"J-Ax indossa il cappello da cowboy e tenta di venderci l'usato sicuro di un'italianità da autogrill, confezionando un "L'Italiano" 2.0 che divide drasticamente la nostra redazione. Se per la sponda pop e sanremese siamo davanti a un tormentone satirico di rara efficacia, capace di sbeffeggiare i vizi nazionali con un gancio melodico micidiale, per lo zoccolo duro della critica l'operazione puzza di plastica e calcolo algoritmico. La verità è che non siamo di fronte a una rivoluzione artistica, ma a un "meme musicale" compilato con precisione chirurgica. J-Ax si conferma un abilissimo comunicatore che sa esattamente come solleticare la pancia del Paese, ma il suo country-pop resta un travestimento posticcio per una sociologia da bacheca Facebook. Un'operazione furbissima che morde il freno tra il genio del marketing e il cringe generazionale: perfetto per chi cerca uno specchio facile in cui riflettersi, irritante per chi dalla musica pretende ancora il disturbo della quiete pubblica. Promosso per le radio, rimandato per l'anima."
"Un’operazione di sociologia da autogrill prigioniera di una forma canzone asfissiante. J-Ax tenta un travestimento rurale che puzza di plastica, fallendo nell'unica missione dell'arte: il disturbo della quiete pubblica."
"J-Ax si traveste da cowboy per venderci l'ennesimo catalogo di lamentele nazionali trite e ritrite. Un'operazione nostalgia travestita da novità che ha la profondità critica di un post su Facebook scritto sotto dettatura dell'algoritmo."
"Un’ironica cartolina dell’italico declino, travestita da marcetta country. J-Ax abbandona i sintetizzatori per un’onesta, seppur semplice, satira di costume che punta dritta alla pancia del Paese."
"Un catalogo rumoroso di banalità italiche che annega nel country-pop più indigesto. J-Ax scambia la satira per profondità, regalandoci un incubo di allegria forzata che offende il silenzio."

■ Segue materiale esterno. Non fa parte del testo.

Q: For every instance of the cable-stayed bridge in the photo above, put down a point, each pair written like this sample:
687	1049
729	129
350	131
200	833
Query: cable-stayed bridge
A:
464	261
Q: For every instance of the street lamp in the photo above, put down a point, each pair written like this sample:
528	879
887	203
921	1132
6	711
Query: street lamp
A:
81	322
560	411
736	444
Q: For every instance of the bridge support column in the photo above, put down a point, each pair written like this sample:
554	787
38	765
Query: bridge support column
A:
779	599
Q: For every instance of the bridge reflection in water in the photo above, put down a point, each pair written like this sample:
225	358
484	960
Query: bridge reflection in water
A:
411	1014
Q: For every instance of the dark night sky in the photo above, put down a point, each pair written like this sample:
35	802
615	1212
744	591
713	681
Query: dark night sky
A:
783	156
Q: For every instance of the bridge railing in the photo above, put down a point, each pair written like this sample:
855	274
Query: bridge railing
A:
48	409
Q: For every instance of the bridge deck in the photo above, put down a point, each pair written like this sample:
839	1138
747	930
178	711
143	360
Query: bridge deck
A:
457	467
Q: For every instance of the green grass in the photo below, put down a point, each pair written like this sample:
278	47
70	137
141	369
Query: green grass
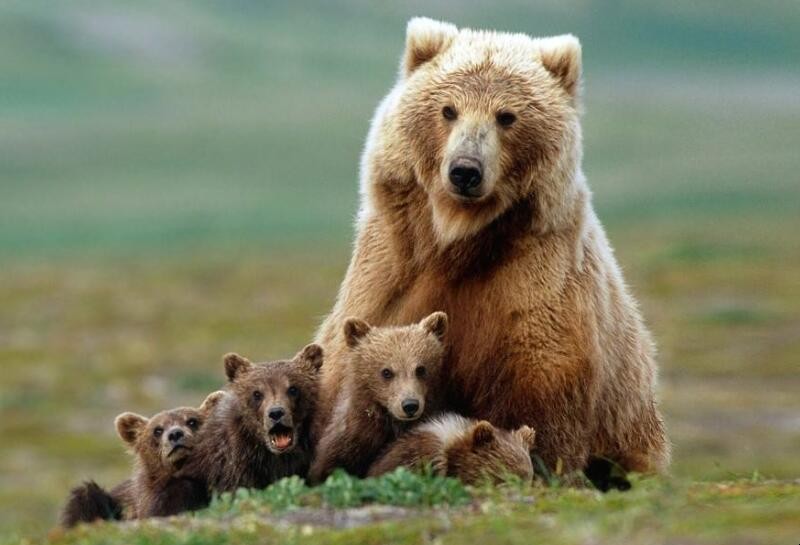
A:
178	180
666	510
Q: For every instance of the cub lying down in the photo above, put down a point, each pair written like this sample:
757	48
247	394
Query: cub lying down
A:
468	449
162	446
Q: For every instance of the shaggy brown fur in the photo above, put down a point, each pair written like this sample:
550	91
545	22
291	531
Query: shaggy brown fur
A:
543	330
162	446
261	431
391	372
471	450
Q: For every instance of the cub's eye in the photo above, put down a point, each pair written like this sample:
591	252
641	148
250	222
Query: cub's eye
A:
505	119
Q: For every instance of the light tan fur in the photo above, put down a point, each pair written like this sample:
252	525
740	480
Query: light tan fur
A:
390	381
543	330
468	449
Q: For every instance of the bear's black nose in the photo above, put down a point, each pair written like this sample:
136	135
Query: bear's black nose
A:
276	413
466	174
175	436
410	406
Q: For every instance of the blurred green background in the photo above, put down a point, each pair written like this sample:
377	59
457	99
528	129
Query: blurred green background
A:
178	179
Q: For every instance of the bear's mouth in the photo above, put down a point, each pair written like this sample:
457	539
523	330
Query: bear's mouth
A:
281	438
179	449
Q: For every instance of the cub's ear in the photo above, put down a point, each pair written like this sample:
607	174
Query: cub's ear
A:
211	401
526	435
129	426
236	365
312	354
354	331
561	56
436	323
425	38
482	434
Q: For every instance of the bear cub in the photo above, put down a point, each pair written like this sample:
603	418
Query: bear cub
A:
389	374
260	432
470	450
162	446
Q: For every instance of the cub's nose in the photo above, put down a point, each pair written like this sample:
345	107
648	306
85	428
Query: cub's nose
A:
410	406
175	436
466	174
276	413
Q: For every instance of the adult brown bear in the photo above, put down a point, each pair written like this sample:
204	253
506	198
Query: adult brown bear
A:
473	202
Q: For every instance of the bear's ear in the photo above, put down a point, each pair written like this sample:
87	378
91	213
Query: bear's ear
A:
312	354
354	331
436	323
561	56
236	365
526	435
425	38
211	401
129	426
482	434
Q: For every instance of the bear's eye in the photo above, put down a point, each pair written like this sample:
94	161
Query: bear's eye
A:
505	119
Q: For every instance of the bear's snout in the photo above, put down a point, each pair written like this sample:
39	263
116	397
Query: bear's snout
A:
410	407
466	175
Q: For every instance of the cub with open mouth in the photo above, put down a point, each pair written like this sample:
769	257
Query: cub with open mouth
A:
390	372
162	446
261	432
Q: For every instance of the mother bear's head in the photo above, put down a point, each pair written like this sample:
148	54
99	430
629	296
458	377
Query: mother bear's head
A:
484	121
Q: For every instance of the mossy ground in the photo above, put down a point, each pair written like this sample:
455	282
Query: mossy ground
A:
654	511
178	180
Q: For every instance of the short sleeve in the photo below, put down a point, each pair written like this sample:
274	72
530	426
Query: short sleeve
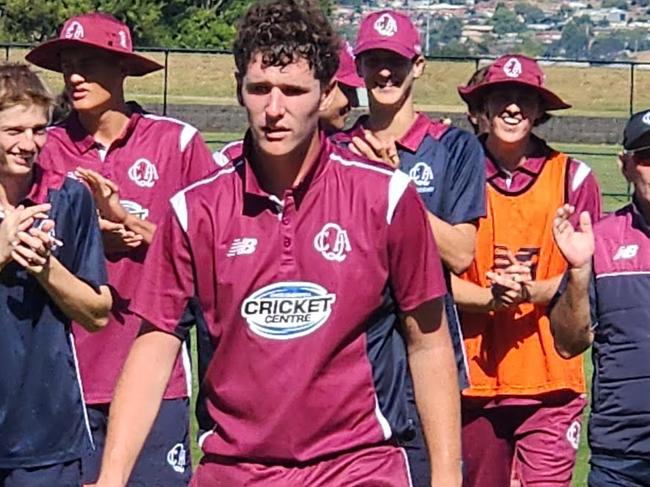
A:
198	162
583	191
465	178
415	269
564	283
167	283
89	262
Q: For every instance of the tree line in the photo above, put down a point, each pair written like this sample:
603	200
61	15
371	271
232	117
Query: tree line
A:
172	23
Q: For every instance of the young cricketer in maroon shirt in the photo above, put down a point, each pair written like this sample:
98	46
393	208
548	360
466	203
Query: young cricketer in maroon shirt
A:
133	162
291	250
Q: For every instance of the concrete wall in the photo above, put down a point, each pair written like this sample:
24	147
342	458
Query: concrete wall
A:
232	118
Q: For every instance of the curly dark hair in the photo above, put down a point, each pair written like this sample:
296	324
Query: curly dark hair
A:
283	31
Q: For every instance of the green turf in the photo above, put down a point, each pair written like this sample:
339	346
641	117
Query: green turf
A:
602	159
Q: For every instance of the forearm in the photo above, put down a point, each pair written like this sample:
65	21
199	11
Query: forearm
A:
571	315
455	243
541	292
141	227
77	299
471	297
136	403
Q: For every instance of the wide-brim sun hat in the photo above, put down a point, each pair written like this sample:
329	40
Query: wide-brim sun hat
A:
513	69
98	30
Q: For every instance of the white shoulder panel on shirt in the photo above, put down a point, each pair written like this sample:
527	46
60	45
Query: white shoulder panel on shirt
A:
188	131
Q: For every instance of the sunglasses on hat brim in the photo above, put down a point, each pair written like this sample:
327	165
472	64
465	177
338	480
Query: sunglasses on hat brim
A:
640	155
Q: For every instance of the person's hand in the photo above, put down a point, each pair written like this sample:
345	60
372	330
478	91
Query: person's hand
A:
374	149
506	291
117	239
516	271
34	248
106	195
16	221
577	246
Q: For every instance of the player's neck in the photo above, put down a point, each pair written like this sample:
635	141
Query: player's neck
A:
107	123
509	156
391	121
643	206
276	174
14	189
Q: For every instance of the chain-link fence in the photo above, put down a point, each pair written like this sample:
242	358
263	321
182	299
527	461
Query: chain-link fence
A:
206	77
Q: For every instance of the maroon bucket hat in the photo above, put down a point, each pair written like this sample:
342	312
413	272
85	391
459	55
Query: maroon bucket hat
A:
97	30
347	72
513	69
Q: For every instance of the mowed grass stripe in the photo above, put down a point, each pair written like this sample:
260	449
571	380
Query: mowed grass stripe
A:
209	79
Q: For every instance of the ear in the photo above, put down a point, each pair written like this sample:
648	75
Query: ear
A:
327	96
623	161
239	79
418	66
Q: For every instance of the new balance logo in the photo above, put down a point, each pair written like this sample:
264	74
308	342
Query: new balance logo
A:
242	246
626	252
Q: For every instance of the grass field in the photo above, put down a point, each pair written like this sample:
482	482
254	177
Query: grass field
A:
602	159
208	79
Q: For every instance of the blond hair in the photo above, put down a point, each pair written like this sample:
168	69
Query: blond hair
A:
19	85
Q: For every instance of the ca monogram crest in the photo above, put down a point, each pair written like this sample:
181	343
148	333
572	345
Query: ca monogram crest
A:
143	173
333	242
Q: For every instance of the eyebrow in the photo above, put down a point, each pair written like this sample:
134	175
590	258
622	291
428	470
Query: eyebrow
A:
282	86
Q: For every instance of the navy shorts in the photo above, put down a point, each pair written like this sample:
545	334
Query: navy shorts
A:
165	459
618	471
416	450
66	474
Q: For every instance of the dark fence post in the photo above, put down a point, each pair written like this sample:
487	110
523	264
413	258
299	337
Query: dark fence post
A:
166	76
632	66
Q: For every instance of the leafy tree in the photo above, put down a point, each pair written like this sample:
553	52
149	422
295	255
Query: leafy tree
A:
531	47
622	4
201	27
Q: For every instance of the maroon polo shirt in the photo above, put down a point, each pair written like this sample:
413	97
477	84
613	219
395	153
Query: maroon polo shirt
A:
582	192
153	159
288	288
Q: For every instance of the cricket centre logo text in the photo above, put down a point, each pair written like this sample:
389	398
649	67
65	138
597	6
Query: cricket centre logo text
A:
287	310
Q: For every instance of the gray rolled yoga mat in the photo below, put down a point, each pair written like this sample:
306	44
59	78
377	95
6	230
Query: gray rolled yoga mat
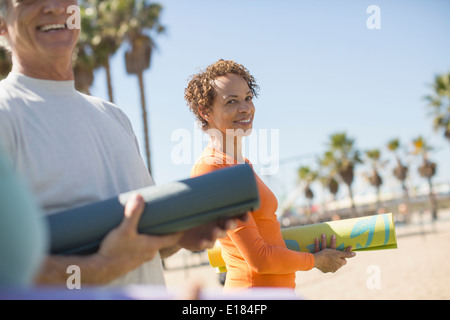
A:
169	208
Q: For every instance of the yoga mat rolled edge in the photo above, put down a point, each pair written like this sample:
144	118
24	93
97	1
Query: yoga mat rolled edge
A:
169	208
376	232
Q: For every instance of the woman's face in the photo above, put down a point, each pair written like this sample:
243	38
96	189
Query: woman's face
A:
232	111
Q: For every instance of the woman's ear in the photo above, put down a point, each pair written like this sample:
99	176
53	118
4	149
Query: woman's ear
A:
203	112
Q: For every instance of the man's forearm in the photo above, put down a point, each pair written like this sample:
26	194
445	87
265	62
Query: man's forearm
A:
94	270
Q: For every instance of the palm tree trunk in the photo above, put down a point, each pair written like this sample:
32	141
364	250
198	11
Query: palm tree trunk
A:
433	201
144	118
353	210
407	201
109	81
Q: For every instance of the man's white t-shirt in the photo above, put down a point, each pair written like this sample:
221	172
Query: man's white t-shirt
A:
72	149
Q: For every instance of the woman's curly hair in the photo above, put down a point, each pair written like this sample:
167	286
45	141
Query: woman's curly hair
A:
200	90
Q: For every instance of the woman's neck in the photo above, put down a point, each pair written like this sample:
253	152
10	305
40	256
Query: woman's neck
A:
230	145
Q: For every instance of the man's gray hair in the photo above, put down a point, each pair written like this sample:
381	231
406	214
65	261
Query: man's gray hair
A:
4	6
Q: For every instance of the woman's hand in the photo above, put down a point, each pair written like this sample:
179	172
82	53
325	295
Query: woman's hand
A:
330	259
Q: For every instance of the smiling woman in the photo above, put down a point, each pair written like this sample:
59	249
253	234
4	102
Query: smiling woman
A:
221	97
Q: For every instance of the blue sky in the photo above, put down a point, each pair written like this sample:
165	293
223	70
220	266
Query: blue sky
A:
320	71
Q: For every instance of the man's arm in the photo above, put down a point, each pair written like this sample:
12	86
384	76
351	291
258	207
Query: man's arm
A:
122	250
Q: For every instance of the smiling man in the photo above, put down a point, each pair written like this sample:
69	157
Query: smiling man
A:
74	149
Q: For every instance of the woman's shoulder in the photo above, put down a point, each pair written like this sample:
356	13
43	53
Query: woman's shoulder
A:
209	160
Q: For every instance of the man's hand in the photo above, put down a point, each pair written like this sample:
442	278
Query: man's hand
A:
128	247
330	259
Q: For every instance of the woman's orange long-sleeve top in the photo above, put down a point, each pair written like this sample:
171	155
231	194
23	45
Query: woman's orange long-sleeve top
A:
255	253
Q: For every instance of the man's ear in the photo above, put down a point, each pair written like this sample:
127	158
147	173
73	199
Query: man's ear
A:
203	112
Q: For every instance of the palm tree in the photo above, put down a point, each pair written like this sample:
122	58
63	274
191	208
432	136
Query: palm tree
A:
427	169
144	17
401	172
307	176
101	33
346	157
328	173
439	101
374	178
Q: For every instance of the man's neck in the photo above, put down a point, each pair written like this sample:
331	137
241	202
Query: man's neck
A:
57	70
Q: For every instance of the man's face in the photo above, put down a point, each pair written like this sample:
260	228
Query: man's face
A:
37	29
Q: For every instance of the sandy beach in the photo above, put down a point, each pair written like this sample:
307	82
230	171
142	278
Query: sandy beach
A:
418	270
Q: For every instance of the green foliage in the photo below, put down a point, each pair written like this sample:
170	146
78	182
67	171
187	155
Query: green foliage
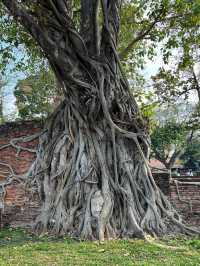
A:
169	136
36	95
191	155
20	248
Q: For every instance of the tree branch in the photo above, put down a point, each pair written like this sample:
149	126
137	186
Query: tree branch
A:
90	25
141	35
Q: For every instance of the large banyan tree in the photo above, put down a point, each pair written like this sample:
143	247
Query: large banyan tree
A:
91	167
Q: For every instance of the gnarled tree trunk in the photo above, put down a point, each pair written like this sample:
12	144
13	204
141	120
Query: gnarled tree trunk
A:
91	167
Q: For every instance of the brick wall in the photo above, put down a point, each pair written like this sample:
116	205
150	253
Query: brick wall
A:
20	207
185	197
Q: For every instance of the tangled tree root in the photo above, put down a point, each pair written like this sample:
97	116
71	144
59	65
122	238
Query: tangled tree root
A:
96	184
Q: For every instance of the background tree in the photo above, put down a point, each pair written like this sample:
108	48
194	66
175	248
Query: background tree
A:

"UN PACCHETTO PRECONFEZIONATO DI BANALITÀ CHE DI COUNTRY HA SOLO L'ETICHETTA. J-AX CI CONSEGNA UN TESTO PIATTO E PRIVO DI MORSO, IDEALE PER CHI AMA LA MUSICA DI PLASTICA. 🤘"
"Una ballata country-pop che fotografa i vizi italiani con un sorriso amaro e un ritornello che si incolla alle orecchie. J-Ax mette da parte l'aggressività per regalarci un brano che si può ascoltare anche sorseggiando un tè, pur restando un po' troppo pungente nei contenuti."
"J-Ax serve il tormentone definitivo per l'estate dei meme: un mix tra country e ironia social che non ti schiodi più dalla testa. Il 'pacchetto base' dell'italiano medio non è mai stato così catchy e radio-ready."
"J-Ax firma una 'L'Italiano' in versione 2.0, sostituendo la chitarra in mano con un dissacrante Starter Pack. Un brano che all'Ariston farebbe fischiare le orecchie a molti, divertendo con intelligenza."
"Un reboot non richiesto della tradizione acustica che puzza di vecchio. J-Ax tenta la carta del country-pop ma il risultato è un pacchetto base di banalità analogica che manda in crash il mio sistema."
"J-Ax prova il colpaccio col country-meme ma il risultato sa di già visto. Catchy per i boomer, ma per noi è un po' troppo cringe."